Linde, the world's largest industrial gases manufacturer, is defying the sluggish economy.
In the third quarter, turnover rose by three percent to 8.66 billion dollars.
Two percentage points of this was due to price increases, the rest to acquisitions.
Adjusted net profit climbed by five percent to 1.99 billion dollars.
With earnings per share of 4.21 dollars, Linde exceeded its own forecasts as well as analysts' expectations, which averaged 4.18 dollars according to LSEG data.
CEO Sanjiv Lamba attributed this to further cost reductions, among other things. "Despite stagnating industrial activity, Linde employees have once again shown resilient results." However, a rapid recovery of the economy is not to be expected.
Linde therefore limited its profit expectations for the year as a whole:
Earnings per share would be between 16.35 and 16.45 dollars. Previously, Linde had given a range of 16.30 to 16.50 dollars - that would be an increase of five to six percent. In the fourth quarter, 4.10 to 4.20 dollars are expected.
The Group is sticking to its investment plans of 5.0 to 5.5 billion dollars for this year.
The best performance in the third quarter was in the Americas region, where demand in the electronics, manufacturing and metal and mining markets increased and prices rose by three percent.

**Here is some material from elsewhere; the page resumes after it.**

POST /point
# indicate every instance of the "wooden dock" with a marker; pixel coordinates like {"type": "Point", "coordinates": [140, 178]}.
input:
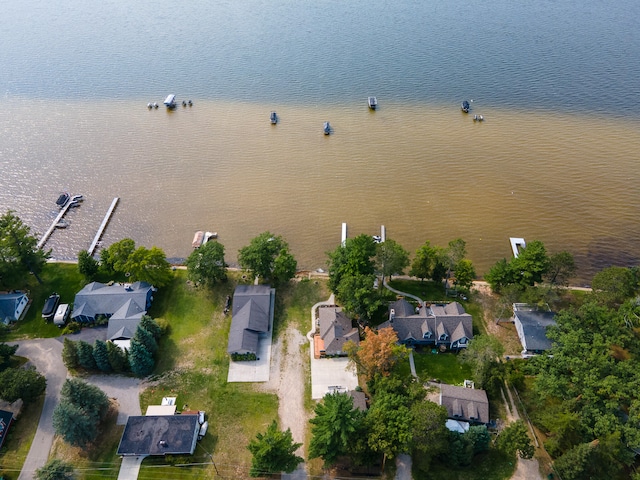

In Europe, Africa and the Middle East, price increases were unable to compensate for lower sales, with only acquisitions lifting turnover by three percent.
Unlike in America and Asia, however, the return on sales in the region rose sharply, probably due to currency effects.
Linde Engineering, the plant engineering division based in Germany, recorded a 15 percent drop in sales to 519 million dollars, with an operating profit of 101 million dollars.